“The cow and the bear shall graze, their young shall lie down together; and the lion shall eat straw like the ox.”
-Isaiah 11:7
To be honest, I chose this verse because nobody else had selected it and it is raising my hackles as someone involved with conservation and animal rights.
The first part of the verse regarding the bear and the cow grazing reminds me of the 4 ½ years I spent living in Montana and hearing about grizzly bears being relocated for threatening a rancher’s livestock, especially in the Flathead Valley where my great-aunt lives. If it was a black bear, the rancher might shoot it, but grizzly bears are a protected species. Montana Fish & Wildlife had humane traps that are about the size of a U-Haul trailer, and they bait the traps so that the bears just go in there and have the door close behind them. The bear can then be relocated to an area where they will not cause harm to livestock.
The second part is probably what raises my hackles the most. I am involved with the Wildcat Sanctuary, a sanctuary that takes in large and small wildcats and hybrid cats from bad situations. Private situations can be some of the most damaging because the cats are usually not fed an appropriate diet, and it causes problems. One of the most common situations involves people illegally owning an African savanna cat called a serval. These cats, who look like Dr. Suess’s interpretation of a leopard, need a diet high in calcium during their formative years, and many of the servals at the sanctuary have fractures caused by metabolic bone disease as a result of not getting the proper diet. These private owners fed their cats the nutritional equivalent of straw instead of the raw meat diet that they needed. (If you would like more information on the Wildcat Sanctuary and their work, please click here.)

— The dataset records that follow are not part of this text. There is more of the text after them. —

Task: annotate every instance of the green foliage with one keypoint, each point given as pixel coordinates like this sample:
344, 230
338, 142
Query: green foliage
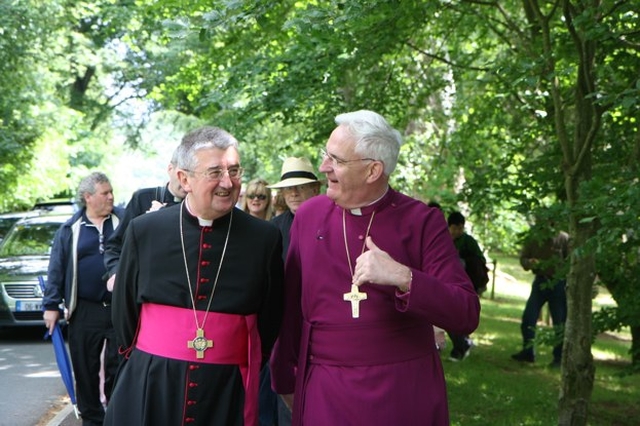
489, 388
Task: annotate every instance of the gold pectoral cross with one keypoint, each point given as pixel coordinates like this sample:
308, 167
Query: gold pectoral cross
199, 343
354, 296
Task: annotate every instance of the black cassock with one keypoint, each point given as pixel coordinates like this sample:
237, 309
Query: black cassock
161, 390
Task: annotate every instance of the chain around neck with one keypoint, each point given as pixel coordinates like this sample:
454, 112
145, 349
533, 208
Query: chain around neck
186, 269
344, 232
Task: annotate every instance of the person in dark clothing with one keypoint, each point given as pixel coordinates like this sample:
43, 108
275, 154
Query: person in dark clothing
470, 255
545, 256
143, 201
75, 277
198, 299
298, 183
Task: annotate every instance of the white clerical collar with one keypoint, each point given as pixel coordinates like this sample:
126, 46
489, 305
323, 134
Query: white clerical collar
358, 211
201, 221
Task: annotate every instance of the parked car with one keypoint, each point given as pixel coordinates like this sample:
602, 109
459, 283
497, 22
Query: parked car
24, 255
8, 219
58, 205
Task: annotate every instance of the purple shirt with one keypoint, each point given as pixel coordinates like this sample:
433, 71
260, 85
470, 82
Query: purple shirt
381, 368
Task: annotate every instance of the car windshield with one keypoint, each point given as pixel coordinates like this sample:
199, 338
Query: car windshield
6, 224
29, 240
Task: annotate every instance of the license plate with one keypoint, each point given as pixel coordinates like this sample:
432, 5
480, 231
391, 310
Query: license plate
22, 306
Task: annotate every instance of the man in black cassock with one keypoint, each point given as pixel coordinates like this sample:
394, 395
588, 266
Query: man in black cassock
196, 307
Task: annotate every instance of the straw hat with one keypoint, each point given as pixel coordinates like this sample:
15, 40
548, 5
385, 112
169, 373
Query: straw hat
295, 171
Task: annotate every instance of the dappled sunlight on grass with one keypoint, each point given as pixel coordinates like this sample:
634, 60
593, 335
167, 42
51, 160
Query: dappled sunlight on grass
489, 388
606, 355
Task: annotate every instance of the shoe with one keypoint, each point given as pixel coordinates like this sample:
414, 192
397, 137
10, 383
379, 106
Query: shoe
457, 356
523, 356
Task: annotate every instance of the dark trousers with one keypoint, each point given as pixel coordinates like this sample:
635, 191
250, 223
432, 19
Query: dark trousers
544, 291
89, 328
267, 400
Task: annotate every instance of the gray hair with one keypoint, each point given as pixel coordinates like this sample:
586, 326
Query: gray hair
202, 138
88, 186
375, 138
174, 157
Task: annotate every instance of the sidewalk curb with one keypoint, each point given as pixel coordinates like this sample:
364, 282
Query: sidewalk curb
59, 418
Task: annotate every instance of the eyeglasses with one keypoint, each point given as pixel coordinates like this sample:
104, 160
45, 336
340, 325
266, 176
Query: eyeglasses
216, 173
336, 162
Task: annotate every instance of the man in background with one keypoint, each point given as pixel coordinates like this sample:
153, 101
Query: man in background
544, 253
298, 183
144, 200
474, 264
75, 276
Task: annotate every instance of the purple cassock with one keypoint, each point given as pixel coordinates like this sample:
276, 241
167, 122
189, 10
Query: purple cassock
381, 368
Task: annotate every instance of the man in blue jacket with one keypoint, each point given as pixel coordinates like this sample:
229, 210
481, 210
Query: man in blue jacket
76, 268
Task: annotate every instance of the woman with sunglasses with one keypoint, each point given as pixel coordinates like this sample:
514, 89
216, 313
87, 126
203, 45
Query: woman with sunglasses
257, 199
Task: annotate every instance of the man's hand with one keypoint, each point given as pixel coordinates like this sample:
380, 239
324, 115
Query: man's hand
377, 267
155, 205
51, 319
110, 282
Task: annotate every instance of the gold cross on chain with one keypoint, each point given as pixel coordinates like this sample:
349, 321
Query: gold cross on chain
355, 297
199, 343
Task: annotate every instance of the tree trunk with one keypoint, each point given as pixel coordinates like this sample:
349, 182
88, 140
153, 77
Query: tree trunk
578, 370
635, 347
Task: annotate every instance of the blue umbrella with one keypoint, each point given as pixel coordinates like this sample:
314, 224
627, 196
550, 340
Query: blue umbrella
62, 358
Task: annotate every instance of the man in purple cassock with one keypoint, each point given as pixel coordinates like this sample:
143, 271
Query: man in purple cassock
368, 274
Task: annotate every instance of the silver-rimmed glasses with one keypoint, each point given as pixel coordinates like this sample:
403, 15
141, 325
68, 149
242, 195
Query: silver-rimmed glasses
336, 162
216, 173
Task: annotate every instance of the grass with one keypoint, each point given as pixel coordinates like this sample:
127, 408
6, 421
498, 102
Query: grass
488, 388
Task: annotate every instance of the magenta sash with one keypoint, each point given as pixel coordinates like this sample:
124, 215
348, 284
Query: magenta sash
165, 330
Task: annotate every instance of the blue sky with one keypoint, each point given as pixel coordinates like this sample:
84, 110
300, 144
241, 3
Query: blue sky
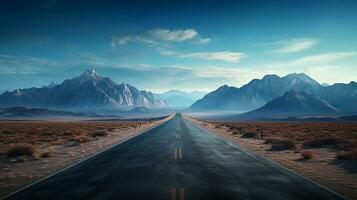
161, 45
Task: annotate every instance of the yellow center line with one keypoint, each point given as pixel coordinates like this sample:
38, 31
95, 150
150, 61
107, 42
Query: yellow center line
180, 153
180, 191
182, 194
175, 154
173, 194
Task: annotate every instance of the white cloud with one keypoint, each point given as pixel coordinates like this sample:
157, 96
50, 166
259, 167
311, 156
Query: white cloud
154, 36
130, 39
174, 35
293, 45
324, 58
227, 56
204, 40
336, 58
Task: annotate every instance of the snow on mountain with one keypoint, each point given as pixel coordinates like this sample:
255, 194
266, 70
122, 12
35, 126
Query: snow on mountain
89, 90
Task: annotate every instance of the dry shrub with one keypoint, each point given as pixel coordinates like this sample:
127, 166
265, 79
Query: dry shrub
82, 139
100, 133
249, 135
21, 149
47, 153
350, 155
325, 141
282, 144
307, 154
111, 129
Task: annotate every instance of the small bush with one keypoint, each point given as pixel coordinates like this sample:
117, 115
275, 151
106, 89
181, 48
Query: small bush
350, 155
99, 133
47, 153
82, 139
249, 135
111, 129
320, 142
282, 144
21, 149
307, 154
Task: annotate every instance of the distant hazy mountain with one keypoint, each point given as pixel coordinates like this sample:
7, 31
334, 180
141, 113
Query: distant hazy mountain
86, 91
20, 112
342, 96
51, 85
260, 91
177, 98
256, 93
293, 104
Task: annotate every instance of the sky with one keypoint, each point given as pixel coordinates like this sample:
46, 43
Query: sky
159, 45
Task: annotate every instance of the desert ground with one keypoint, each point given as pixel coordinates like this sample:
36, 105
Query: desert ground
325, 152
31, 150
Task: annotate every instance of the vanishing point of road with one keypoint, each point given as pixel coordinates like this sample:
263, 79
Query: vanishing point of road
176, 160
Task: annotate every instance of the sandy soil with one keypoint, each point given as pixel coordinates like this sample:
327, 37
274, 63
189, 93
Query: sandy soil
323, 168
18, 171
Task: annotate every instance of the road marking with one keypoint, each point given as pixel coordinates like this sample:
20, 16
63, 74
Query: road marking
175, 154
182, 194
173, 194
180, 154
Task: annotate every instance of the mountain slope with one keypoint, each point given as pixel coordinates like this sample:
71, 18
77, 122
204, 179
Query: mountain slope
256, 93
19, 112
177, 98
293, 104
88, 90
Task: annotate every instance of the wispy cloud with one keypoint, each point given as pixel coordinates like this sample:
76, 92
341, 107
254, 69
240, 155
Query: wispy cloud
174, 35
10, 64
155, 36
324, 58
327, 59
227, 56
293, 45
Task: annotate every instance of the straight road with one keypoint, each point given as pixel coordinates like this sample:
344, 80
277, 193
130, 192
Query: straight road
175, 161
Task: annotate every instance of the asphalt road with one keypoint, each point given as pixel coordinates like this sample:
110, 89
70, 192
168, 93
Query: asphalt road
176, 160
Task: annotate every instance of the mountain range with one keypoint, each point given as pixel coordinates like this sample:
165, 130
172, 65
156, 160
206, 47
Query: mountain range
180, 99
294, 104
22, 112
87, 91
259, 92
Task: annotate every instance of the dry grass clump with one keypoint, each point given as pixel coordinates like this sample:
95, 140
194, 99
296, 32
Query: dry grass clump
100, 133
21, 149
47, 153
306, 154
249, 135
278, 144
347, 155
339, 143
82, 139
56, 132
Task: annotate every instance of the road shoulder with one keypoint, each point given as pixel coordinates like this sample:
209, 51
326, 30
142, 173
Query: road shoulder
318, 170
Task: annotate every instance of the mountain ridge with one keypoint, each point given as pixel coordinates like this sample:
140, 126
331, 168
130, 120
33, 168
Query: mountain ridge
89, 90
258, 92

The image Isaiah is putting forth is one where the predator and its prey are coexisting peacefully next to each other, rather than one harming the other. We as humans are a significant contributor to the predator/prey issue as we build onto wildlands and displace wild animals as a result. Bears usually go after cattle because they are hungry, and the rancher has likely cleared the forestland that the bear would normally inhabit. People’s desire to “collect” wildlife contributes to the captive wildlife crisis that the Wildcat Sanctuary exists to remedy. One thing we can think about this Advent is where each of us fits into this situation.
Thank you, Lord, for groups like the Wildcat Sanctuary that seek to help creatures in bad situations. Amen.